Hoje arrumei os meus chinelos emparelhados com os teus na despensa. Fiquei a olhar para eles durante muito tempo, a ver como ficam bem os nossos chinelos lado a lado, sobre o branco frio do pavimento da despensa.
Antes, costumava pasmar, literalmente, durante horas perante as nossas escovas de dentes no mesmo copo. Olhava tanto para elas que quase as via enroscarem-se uma na outra, dizerem coisinhas bonitas e enamoradas ao ouvido uma da outra, rirem muito às gargalhadas do tubo de dentífrico, sempre tão inchado, tão sozinho e tão altivo no seu canto. Eu sei que por ti o nosso tubo de pasta de dentes teria como companheiro permanente outro tubo de pasta de dentes, mas parece-me um desperdício de dinheiro ter dois tubos de pasta de dentes abertos ao mesmo tempo. Além disso, as escovas, coitadas, haveriam de sentir-se apertadas, esmagadas uma de encontro à outra, e já não poderiam andar por ali a vaguear, dentro do copo, de mão dada.

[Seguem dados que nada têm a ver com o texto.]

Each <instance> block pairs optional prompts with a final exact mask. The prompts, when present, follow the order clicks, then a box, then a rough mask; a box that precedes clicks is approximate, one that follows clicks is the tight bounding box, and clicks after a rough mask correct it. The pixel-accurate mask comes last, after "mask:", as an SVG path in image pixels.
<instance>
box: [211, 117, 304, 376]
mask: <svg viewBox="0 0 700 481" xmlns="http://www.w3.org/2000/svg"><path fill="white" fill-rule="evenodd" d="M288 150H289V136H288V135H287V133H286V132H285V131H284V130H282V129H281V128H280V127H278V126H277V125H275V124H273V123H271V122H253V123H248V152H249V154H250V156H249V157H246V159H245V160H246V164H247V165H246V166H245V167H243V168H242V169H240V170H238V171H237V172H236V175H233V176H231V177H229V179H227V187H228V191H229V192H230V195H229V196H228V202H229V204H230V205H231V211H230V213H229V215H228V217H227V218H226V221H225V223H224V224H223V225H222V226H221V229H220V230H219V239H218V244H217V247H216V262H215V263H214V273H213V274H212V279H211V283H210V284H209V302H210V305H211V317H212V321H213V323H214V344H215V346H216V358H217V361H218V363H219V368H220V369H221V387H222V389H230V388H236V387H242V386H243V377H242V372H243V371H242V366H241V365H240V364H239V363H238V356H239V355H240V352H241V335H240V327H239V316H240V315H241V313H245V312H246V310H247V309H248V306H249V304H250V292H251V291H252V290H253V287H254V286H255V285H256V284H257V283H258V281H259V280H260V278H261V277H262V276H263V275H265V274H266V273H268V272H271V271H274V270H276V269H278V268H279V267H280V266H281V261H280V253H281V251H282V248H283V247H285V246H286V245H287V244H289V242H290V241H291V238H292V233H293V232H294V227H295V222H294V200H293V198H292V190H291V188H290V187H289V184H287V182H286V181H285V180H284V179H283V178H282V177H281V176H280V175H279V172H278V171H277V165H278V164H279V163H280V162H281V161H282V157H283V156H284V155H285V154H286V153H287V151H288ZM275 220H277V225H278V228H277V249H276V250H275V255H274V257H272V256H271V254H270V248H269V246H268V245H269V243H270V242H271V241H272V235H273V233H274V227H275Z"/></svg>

A despensa é grande. Ainda podemos comprar muitos pares de chinelos, sapatos, botas, galochas e ténis e guardá-los lá, lado a lado, que nenhum deles se sentirá apertado. Tenho a certeza de que, por muito tempo, os nossos chinelos darão longos passeios a par. Passeios como os que nós damos quando os nossos corpos se encaixam debaixo dos lençóis e o odor dos teus cabelos é brisa que nos empurra, mar afora.